La mujer, fuente universal de la vida y eje de la familia, tropieza en las Reglas de Palo —como en muchas religiones llamadas "primitivas"— con una serie de reservas y de exclusiones relacionadas con sus ritos sacro-mágicos. Llamadas "ndumbas", y de acuerdo a su jerarquía Madres, Yayis o Madrinas, las mujeres ocupan un lugar secundario, no protagónico, en los ritos más importantes: la elaboración de las prendas o ngangas, las ceremonias de iniciación y la matanza de animales de cuatro patas. Es éste un fenómeno conocido y sufrido por féminas de todo el mundo —no importa la religión que profesen— y que parece querer aislar a la mujer de prácticas que involucran, en gran medida, al mundo interior, a la espiritualidad. 

Sin embargo, son motivo de leyenda tres famosas Madres Ngangas: Manga Saya, Ña Filomena y Ña Secundina. La primera fue una conocida cimarrona de la zona del central Orozco, y las dos últimas lo fueron en Matanzas, donde hubo notables concentraciones de esclavos traídos del Congo y Angola. 

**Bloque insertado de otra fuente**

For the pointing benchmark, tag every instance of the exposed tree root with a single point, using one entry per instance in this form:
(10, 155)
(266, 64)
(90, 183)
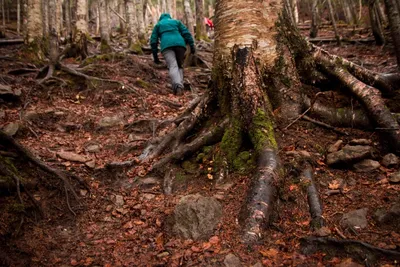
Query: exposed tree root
(359, 250)
(261, 196)
(317, 221)
(208, 138)
(371, 99)
(387, 83)
(24, 153)
(322, 124)
(176, 136)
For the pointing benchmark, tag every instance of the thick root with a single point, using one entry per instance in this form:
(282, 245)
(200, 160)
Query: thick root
(314, 202)
(261, 197)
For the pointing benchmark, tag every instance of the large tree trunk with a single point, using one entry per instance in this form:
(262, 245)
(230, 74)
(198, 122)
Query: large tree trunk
(200, 26)
(394, 21)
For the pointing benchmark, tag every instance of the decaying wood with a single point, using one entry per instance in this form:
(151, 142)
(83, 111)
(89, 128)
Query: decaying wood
(359, 250)
(317, 221)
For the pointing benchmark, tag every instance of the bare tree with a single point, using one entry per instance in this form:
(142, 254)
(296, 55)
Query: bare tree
(200, 26)
(105, 46)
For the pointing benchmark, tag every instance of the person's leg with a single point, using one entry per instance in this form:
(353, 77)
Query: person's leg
(180, 58)
(174, 74)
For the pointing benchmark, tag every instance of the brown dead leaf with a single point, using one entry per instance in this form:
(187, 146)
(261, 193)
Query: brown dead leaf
(334, 185)
(270, 253)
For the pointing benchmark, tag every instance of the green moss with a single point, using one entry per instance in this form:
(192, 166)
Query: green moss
(136, 48)
(262, 131)
(190, 167)
(142, 83)
(232, 141)
(244, 162)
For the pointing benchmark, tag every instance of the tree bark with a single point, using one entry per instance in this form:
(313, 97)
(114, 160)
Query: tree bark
(200, 26)
(376, 25)
(140, 21)
(131, 20)
(188, 16)
(394, 23)
(104, 27)
(18, 16)
(314, 19)
(332, 16)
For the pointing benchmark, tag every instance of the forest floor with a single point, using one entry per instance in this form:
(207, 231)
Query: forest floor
(121, 220)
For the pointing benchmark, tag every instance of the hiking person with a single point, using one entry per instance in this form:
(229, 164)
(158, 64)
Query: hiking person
(174, 37)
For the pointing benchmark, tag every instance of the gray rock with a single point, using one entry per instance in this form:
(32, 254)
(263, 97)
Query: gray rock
(93, 148)
(395, 177)
(232, 260)
(195, 217)
(71, 156)
(348, 155)
(335, 147)
(360, 142)
(390, 160)
(111, 121)
(366, 165)
(11, 129)
(119, 200)
(355, 219)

Manga Saya, esclava de las plantaciones del ingenio Orozco, fue famosa por su belleza, su porte de reina y sus vastos conocimientos de las propiedades curativas de las hierbas. Era codiciada por amos y esclavos. Y el mayoral, quien tampoco la dejaba en paz, decidió darle un castigo, ya que sus requerimientos amorosos no daban resultado, y la condenó a un bocabajo público. Manga Saya logró escapar y huir por bosques y montañas, ríos y arroyuelos, y se radicó en el palenque de la Sierra del Cuzco. Allí también había encontrado santuario un gran cimarrón llamado Juan Gangá, quien dejó su nombre impreso en esas lomas cerca del pueblo de Candelaria. Ella y Juan Gangá hicieron curas tan milagrosas por medio de las hierbas preparadas con el agua cristalina de los arroyos, que grande llegó a ser su fama y popularidad: hasta los rancheadores tenían temor de adentrarse en la zona de operaciones de ambos. No obstante, le remitían enfermos desahuciados, sobre todo a los que perdían la razón, ya que Manga Saya y Juan Gangá tenían forma de curarles valiéndose de las propiedades de las ceibas y los efectos del sol y la luna. 

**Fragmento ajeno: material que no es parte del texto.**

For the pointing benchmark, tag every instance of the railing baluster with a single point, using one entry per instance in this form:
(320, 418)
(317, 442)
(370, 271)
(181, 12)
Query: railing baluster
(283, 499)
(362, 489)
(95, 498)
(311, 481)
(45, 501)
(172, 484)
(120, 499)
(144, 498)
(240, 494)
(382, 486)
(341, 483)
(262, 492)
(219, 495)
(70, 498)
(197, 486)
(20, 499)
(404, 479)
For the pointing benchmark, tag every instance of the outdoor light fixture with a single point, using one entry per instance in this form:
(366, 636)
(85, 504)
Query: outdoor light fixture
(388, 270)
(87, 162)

Veamos quiénes eran las no menos famosas Ña Filomena y Ña Secundina. Desde su Congo natal, estas dos robustas mujeres fueron traídas como esclavas al ingenio Santa Amalia, inaugurado en 1853 en el pueblo de Cimarrones, muy famoso por ser sus bosques circundantes amparo para esclavos huidos. El pueblo de Cimarrones (actual Carlos Rojas, en la provincia de Matanzas) fue fundado en 1765 y, desde esa fecha, se hizo famoso por su población esclava, que practicaba curas milagrosas por medio de las hierbas y hojas recogidas en esta fértil zona. De estas mujeres de mediados del siglo XIX dice la leyenda que devolvieron la vida a hombres a quienes se daba por muertos, dedicándoles noches de rezos en lengua, de despojos y de órdenes para hacerlos regresar a la vida terrenal. 

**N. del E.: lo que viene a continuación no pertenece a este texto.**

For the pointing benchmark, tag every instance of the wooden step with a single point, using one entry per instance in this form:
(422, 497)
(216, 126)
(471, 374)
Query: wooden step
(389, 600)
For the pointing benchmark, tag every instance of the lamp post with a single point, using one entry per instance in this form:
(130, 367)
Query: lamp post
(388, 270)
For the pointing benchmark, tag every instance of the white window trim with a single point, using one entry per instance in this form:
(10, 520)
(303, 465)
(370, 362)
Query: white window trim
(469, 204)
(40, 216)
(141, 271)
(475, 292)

Estas historias corren de boca en boca, de padres a hijos, y dan por ciertas las dotes rebeldes, curativas y mágicas de Ña Filomena, Ña Secundina, la Madre Merchora —de la zona de Vueltabajo—, Ma Teodora, de las lomas del Cuzco, y muchas otras. Estas mujeres trajeron a Cuba sus ritos sacro-mágicos, fueron jefas de palenques a todo lo largo y ancho de la Isla, y su fiereza y audacia les valieron la entrada en la historia de la lucha por la libertad. El resentimiento que podría producirles su condición de esclavas y de mujeres marginadas en las distintas manifestaciones religiosas afrocubanas fue, en sus casos, irrelevante.